I first saw Joker and then I saw Once Upon a Time in Hollywood. These are both films that could traditionally be called psychotronic. Joker is more or less a combination Taxi Driver and the original Tim Burton Batman. And Hollywood is a Quentin Tarantino film, which almost by definition means it was a brilliant collage of other people’s psychotronic films.
I enjoyed both films. But they also made me sad. They have all the style of psychotronic film, but none of its subversion. How could it? Both films cost tens of millions of dollars to make. No one puts up that kind of money without expecting a return on it.
A common definition of psychotronic is a film that plays at a drive-in. The problem is that any film can play at a drive-in. I first saw Terminator 2 at a drive-in. And both the films I saw last week will play at the few hundred remaining drive-ins.
It’s probably better to say that a psychotronic film can only be played at a drive-in (or something similar). This is why psychotronic films are almost always low-budget films. Even the worst Hollywood bomb is going to make more money on the stadium theater circuit than Blood Feast cost.
The lack of budget also allows filmmakers to say exactly what they want. I don’t think there’s any doubt that David Cronenberg would have been far more successful if he had checked his obsession with biological functions. Of course, if he had done that, he would be a pretty boring filmmaker.
Another aspect of both these films is that they had huge marketing campaigns. The rule-of-thumb for Hollywood films is that they need to make twice their budgets to be profitable because as much money is spent marketing them as making them.
I don’t doubt that both of these films would eventually have found an audience even without a massive marketing campaign — although it may have taken a while.
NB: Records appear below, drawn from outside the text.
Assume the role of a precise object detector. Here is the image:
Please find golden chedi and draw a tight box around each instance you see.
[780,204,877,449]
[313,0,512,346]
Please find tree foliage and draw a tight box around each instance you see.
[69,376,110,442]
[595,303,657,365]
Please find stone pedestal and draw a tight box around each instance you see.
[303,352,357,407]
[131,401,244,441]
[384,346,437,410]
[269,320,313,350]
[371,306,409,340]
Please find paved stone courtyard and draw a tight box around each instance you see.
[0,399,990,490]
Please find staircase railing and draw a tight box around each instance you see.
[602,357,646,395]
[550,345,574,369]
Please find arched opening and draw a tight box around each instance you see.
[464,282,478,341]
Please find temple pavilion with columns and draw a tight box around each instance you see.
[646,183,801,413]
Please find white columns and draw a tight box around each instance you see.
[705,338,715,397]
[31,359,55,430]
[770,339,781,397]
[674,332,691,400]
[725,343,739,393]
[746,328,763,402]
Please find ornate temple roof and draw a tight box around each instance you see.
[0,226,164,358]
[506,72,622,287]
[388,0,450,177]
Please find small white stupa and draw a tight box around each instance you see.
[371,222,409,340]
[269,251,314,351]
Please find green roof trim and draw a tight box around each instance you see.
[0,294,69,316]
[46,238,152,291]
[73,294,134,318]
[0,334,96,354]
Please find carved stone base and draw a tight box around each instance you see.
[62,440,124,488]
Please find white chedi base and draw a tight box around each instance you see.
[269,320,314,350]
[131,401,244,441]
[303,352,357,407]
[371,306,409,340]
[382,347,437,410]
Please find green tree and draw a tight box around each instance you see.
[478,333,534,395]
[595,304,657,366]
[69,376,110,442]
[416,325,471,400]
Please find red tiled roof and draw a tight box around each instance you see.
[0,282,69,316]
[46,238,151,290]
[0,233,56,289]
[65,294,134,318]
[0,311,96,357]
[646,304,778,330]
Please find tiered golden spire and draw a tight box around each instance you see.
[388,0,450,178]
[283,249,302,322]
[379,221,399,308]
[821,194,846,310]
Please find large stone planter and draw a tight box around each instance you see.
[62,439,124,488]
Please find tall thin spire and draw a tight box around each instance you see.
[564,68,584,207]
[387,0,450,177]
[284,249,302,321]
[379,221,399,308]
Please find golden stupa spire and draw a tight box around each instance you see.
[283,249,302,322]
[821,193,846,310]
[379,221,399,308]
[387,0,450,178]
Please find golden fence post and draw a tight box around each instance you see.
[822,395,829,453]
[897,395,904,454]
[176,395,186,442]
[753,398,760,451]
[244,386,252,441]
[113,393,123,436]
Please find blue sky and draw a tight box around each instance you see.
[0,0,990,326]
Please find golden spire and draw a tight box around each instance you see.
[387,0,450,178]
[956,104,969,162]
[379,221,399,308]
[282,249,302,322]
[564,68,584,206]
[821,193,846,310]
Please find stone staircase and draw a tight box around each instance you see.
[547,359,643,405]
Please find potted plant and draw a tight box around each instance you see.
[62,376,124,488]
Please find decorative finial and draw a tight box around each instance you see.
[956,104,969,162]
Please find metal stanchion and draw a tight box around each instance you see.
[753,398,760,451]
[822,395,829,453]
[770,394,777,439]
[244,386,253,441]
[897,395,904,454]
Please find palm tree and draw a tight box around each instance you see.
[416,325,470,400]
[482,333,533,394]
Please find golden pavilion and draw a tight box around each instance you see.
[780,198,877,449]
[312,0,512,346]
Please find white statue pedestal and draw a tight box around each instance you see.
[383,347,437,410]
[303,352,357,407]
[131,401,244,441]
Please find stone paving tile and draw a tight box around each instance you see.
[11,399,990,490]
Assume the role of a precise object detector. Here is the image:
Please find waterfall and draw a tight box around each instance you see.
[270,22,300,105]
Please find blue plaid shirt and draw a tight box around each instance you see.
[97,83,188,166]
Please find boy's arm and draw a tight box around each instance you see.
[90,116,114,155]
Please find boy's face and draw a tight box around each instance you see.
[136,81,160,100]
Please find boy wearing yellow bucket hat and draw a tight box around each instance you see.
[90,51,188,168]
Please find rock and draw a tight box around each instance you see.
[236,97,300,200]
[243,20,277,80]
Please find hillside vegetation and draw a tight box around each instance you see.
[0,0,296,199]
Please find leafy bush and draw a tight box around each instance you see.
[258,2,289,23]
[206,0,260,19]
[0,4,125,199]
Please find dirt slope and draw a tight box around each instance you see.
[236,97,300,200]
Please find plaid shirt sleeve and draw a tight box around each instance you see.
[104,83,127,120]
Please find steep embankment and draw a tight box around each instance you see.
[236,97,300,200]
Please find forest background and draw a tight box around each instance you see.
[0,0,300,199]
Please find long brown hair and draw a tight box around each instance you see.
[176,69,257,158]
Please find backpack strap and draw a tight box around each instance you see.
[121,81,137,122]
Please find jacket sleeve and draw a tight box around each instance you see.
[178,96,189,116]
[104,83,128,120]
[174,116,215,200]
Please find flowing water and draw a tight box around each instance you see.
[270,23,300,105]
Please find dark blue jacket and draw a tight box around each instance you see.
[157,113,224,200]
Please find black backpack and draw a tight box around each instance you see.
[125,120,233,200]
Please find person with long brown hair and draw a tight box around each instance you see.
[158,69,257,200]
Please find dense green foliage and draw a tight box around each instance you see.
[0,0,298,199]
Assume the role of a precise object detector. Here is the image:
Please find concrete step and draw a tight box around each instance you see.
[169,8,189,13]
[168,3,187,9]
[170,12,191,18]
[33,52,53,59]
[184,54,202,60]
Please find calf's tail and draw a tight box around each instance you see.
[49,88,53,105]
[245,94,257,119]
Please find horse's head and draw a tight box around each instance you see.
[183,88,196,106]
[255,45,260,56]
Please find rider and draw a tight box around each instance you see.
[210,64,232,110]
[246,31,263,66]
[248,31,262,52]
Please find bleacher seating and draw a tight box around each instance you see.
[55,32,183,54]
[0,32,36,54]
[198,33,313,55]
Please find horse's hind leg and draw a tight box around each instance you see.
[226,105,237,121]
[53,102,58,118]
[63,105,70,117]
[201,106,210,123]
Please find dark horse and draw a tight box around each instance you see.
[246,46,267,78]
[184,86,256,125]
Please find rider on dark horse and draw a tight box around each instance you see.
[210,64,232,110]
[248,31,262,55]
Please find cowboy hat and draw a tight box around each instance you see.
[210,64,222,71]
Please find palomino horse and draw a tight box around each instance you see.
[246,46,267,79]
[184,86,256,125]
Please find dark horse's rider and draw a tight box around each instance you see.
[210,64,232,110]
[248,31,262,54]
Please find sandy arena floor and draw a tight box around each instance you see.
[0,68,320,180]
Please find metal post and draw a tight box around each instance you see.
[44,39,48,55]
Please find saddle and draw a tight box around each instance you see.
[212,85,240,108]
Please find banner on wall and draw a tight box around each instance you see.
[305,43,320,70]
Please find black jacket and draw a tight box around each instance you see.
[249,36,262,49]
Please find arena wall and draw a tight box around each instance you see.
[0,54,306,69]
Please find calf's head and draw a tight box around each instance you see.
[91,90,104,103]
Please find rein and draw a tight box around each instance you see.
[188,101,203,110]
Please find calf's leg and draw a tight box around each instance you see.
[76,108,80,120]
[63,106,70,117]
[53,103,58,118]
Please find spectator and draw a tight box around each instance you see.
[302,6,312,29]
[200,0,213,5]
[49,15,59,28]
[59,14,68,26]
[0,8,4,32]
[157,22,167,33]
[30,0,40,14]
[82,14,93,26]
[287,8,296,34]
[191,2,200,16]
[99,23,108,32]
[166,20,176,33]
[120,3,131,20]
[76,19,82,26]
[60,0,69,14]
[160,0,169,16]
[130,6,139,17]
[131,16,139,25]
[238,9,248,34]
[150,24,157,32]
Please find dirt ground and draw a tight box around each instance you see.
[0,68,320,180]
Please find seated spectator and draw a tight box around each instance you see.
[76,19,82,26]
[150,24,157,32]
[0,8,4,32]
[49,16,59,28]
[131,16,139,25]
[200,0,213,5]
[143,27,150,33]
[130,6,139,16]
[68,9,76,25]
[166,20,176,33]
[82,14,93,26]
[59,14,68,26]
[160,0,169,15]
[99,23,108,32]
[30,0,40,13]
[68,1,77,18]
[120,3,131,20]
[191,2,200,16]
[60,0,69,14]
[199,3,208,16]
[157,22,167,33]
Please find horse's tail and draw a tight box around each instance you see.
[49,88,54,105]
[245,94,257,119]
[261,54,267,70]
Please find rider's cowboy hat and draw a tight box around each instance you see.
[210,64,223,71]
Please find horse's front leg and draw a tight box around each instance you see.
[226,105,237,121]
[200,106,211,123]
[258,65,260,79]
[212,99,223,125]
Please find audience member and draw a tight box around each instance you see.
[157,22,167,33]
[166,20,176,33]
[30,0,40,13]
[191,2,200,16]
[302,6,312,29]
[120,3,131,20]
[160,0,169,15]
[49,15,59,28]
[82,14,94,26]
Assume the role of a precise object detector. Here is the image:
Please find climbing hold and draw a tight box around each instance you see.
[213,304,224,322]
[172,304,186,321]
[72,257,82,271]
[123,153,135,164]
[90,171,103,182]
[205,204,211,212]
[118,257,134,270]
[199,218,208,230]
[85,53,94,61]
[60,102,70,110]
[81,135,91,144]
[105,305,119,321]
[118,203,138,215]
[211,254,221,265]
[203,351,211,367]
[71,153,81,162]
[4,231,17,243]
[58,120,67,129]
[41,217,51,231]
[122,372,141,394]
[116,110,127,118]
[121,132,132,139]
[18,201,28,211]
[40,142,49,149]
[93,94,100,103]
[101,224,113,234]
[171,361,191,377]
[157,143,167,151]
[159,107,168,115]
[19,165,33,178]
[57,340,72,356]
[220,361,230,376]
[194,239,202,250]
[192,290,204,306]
But neither would have the kind of mass appeal they do have. Is there really a large group of people begging for a film about a mentally ill clown? Or an alternate-reality version of the Manson family murders?
But the main thing that bugs me is that there really is nothing new here. Joker is the story of an unstable young man’s descent into madness. And that’s the best part of the film. But in order to make it sellable, it was grafted onto a comic book universe.
Once Upon a Time in Hollywood is harder to parse. Is it all just in service to the revenge fantasy against the Manson family? If so, it’s Dirty Harry. If it’s all just an excuse to watch Brad Pitt and Leonardo DiCaprio, then it’s just another buddy picture.
Not that there’s anything wrong with any of this. But there isn’t anything particularly interesting about it either. That same theater was also showing Ford v Ferrari and Cats. I doubt it would have been much different. In fact, I should go to see Cats, because everyone says how horrible it is and everyone is usually wrong about everything. Then again: Andrew Lloyd Webber. Ugh!
Last week, I also discovered He Never Died. It’s one of the best films I’ve seen in the last decade. I love everything about it. And I don’t think it is a coincidence that it had perhaps one percent of the budget of these two perfectly fine, enjoyable, professional films.
Psychotronic Review was started as a way to advocate for unusual films that didn’t have multi-million dollar marketing budgets. So that’s why I don’t generally talk about Tarantino or Marvel films around here: they aren’t unusual and they don’t need my help getting the word out.
 Yes, I see the homage to The King of Comedy. But other than the plot elements, it isn’t much like it.
 The film implies that the main character is not the Joker, given it is someone else who kills Bruce Wayne’s parents. The things you have to do to get $60 million for your film!